In another recent example, also from a leaked recording, the chair of Colorado’s state Republican Party — U.S. Rep. Ken Buck — pressures a local party official to submit doctored election results so a party activist can make the primary ballot.

“You’ve got a sitting congressman — a sitting state party chair — who is trying to bully a volunteer — I’m a volunteer; I don’t get paid for this — into committing a crime,” said the official, Eli Bremer, to The Denver Post. “To say it’s damning is an understatement.”

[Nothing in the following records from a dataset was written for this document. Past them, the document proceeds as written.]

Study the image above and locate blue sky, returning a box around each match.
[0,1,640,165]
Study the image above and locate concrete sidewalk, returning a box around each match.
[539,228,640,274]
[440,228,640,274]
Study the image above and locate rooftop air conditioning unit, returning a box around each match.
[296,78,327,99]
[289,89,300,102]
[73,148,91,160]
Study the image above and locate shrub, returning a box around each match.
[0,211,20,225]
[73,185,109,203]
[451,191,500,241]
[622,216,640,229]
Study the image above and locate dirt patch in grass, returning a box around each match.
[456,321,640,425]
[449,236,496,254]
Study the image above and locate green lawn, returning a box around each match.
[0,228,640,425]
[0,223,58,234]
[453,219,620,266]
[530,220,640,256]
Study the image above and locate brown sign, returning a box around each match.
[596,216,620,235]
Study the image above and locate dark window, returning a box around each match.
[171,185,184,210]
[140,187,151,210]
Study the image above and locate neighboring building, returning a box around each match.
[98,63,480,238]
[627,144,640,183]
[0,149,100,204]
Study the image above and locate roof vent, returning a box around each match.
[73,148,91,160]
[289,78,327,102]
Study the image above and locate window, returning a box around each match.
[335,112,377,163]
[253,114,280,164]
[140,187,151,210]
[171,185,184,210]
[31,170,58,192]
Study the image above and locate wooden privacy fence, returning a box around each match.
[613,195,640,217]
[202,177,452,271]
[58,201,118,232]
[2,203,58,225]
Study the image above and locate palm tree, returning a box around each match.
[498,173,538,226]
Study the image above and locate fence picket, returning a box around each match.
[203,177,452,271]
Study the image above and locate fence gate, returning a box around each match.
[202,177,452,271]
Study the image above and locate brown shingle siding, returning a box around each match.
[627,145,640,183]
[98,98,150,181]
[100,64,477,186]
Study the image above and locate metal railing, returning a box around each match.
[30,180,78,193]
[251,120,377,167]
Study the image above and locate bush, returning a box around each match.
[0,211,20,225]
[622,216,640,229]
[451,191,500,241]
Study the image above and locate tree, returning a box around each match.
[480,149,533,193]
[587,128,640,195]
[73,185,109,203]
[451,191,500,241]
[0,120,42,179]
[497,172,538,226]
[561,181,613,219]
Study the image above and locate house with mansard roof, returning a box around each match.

These are all examples of dangerous fraud — the falsified voting records, the attempt to destroy Fauci, the scam involving McCorvey.

Republicans love their conspiracy theories, but really, they’re the ones involved nonstop in corrupt conspiracies.

The potential ramifications are enormous. Crooked elections. McCarthy-esque character assassinations. In the case of McCorvey, if she hadn’t issued her deathbed confession, history would have been polluted.

The reality was that even after joining the anti-abortion movement, McCorvey believed abortion should be legal in the first trimester. The leaders of the movement paid and pressured her into disowning her beliefs for their political gain.

For Republicans, this is now standard operating procedure. They and their media co-conspirators at Fox News and elsewhere intentionally spread misinformation, distort reality and perpetrate massive frauds on the American public.

The party that cries “hoax” at the drop of a hat is actually the party of lies and conspiracy.